The next speaker in this session at the AoIR 2024 conference is my QUT colleague Tariq Choucair, whose focus is especially on the use of LLMs in stance detection in news content. A stance is a public act by a social actors, achieved dialogically through communication, which evaluates objects, positions the self and other subjects, and aligns with other subjects within a sociocultural field.
Here, the focus is broadly on stances towards issues, persons, groups, and organisations. There are some tools for doing so, but they mainly focus on English-language content, are designed for specific types of data, and tend to work best for a narrow range of clearly identifiable targets. Stances towards ambivalent or ambiguous classes of targets are much harder to detect.
Large Language Models can help here: they work across a broader range of languages, even though they still have an English-language bias, and their use requires less computational knowledge; however, they may also exhibit harmful biases, have unclear privacy and safety features, and come with concerns about environmental and community impacts, ownership, authorship, reliability, and validity.
Tariq’s work explored the use of these models in the context of Facebook posts during election campaigns across four countries, as well as during the Voice to Parliament campaign in Australia. This requires fine-tuning for these use cases, and the processes for such fine-tuning remain rather unclear at this stage. Key principles here may be to challenge whether very large language models are necessary here, whether languages are appropriately covered, and what models apply in this analysis.
Sometimes it might be best to begin by defining interpretative goals rather than concrete tasks; disagreements both between humans and LLMs, but also amongst human coders themselves should also be recognised. Such work might not always be done best using random samples; the use of purposive samples might be more effective.
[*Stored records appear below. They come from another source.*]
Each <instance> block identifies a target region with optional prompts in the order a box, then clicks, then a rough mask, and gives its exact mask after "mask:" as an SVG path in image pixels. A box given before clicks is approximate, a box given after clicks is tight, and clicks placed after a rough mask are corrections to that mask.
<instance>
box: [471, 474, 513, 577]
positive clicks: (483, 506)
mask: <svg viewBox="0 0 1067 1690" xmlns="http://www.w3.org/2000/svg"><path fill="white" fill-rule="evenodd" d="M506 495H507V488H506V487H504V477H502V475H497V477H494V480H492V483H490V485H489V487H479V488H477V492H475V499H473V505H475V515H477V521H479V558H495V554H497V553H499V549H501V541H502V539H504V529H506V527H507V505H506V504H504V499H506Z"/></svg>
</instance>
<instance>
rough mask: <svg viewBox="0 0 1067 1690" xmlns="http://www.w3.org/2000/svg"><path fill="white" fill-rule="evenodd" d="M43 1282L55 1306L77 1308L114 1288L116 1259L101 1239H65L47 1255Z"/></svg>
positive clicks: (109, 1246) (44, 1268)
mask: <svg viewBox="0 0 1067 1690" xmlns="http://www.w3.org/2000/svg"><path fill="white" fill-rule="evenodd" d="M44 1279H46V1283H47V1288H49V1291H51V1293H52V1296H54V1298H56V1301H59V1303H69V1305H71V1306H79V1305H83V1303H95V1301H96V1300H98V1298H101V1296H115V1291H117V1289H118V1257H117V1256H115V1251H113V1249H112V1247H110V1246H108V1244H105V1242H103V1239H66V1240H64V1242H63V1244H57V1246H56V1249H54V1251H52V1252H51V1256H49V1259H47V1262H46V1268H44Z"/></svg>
This should be tested using multiple LLMs at first, narrowing down later towards the best-performing options. All of this should be done through an iterative and reflexive process.
Fine-tuning of models generally leads to better results, this is true also for smaller LLMs other than those offered by OpenAI; in languages like Portuguese, OpenAI models still perform much better than smaller LLMs, however.
It is especially tricky to deal with unclear and ambiguous cases, which humans might classify as showing no clear stance towards a specific group; LLMs might bring further context to the question, and end up making clearer but not always correct selections. But we should also be cautious about always taking human-coded data as the ground truth, especially if we do not also consider potential biases in the composition of the coding team.